Atas jabatan tersebut, Albert menjabarkan, kalau seseorang bisa terbebas dari jeratan hukum pidana apabila dalam kondisi sesuai dengan Pasal 44 KUHP soal keadaan jiwa pelaku tindak pidana.
Kemudian terkait dengan Pasal 48 KUHP soal keadaan terpaksa atau Overmacht atau keadaan darurat. Lalu, pasal 49 KUHP terkait tindakan pidana yang dilakukan karena terpaksa akibat serangan atau ancaman serangan ketika.
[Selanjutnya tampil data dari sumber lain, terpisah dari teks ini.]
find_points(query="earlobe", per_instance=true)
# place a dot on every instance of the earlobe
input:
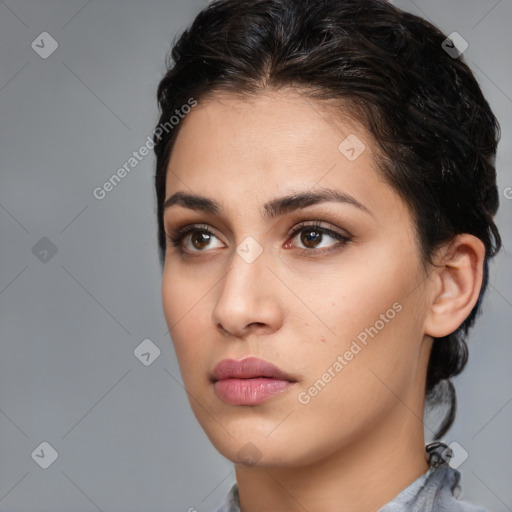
(455, 284)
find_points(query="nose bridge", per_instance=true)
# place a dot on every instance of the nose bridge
(244, 295)
(248, 266)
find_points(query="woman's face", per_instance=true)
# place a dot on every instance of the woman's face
(338, 307)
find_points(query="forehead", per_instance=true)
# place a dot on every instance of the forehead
(250, 148)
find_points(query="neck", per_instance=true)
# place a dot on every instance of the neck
(359, 477)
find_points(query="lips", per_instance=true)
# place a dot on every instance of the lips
(248, 368)
(249, 381)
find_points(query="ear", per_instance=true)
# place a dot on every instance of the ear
(455, 284)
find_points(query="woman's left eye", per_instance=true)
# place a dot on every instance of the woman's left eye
(312, 236)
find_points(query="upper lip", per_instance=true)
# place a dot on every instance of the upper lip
(248, 368)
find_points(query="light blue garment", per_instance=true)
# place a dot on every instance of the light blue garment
(436, 490)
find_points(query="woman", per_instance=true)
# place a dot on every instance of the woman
(325, 194)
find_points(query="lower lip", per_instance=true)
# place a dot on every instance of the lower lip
(249, 391)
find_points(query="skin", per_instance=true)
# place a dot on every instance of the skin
(300, 307)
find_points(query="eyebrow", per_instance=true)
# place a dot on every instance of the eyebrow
(271, 209)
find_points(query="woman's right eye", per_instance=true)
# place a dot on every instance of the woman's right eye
(198, 236)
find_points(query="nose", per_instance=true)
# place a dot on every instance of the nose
(248, 301)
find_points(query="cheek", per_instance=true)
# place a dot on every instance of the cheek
(182, 308)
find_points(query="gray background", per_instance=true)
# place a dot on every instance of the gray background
(125, 436)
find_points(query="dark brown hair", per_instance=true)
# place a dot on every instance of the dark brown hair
(386, 68)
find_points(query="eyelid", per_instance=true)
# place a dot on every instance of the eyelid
(177, 236)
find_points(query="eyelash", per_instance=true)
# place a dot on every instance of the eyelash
(176, 237)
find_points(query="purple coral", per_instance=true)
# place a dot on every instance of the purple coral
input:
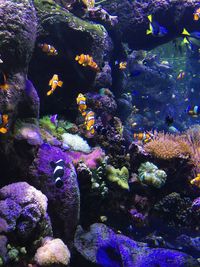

"Jadi 48 terpaksa, 49 terpaksa dan pasal 51 yang terakhir tentang perintah jabatan atau ambtelijk bevel seseorang melakukan perbuatan pidana karena diberikan perintah jabatan oleh penguasa atau pejabat yang berwenang," jelas Albert.
Setelah mendengar penjelasan itu, Ronny lantas menanyakan perihal Pasal 51 Ayat 1 KUHP terkait perbuatan pidana atas perintah atasan atau jabatan yang diberikan oleh penguasa yang berwenang, tidak dapat dipidana.
"Jika yang ditanyakan penasihat hukum Pasal 51 ayat 1 maka redaksionalnya adalah tidak dipidana orang yang melakukan perbuatan suatu tindak pidana karena adanya perintah jabatan atau ambtelijk bevel yang diberikan oleh penguasa yang berwenang," kata dia.
Lantas, Albert yang juga merupakan Juru Bicara Rancangan Kitab Undang-Undang Hukum Pidana (RKUHP) sempat mengutip pendapat dari Profesor Jacob Maarten Van Bemmelen seorang ahli hukum pidana asal Belanda.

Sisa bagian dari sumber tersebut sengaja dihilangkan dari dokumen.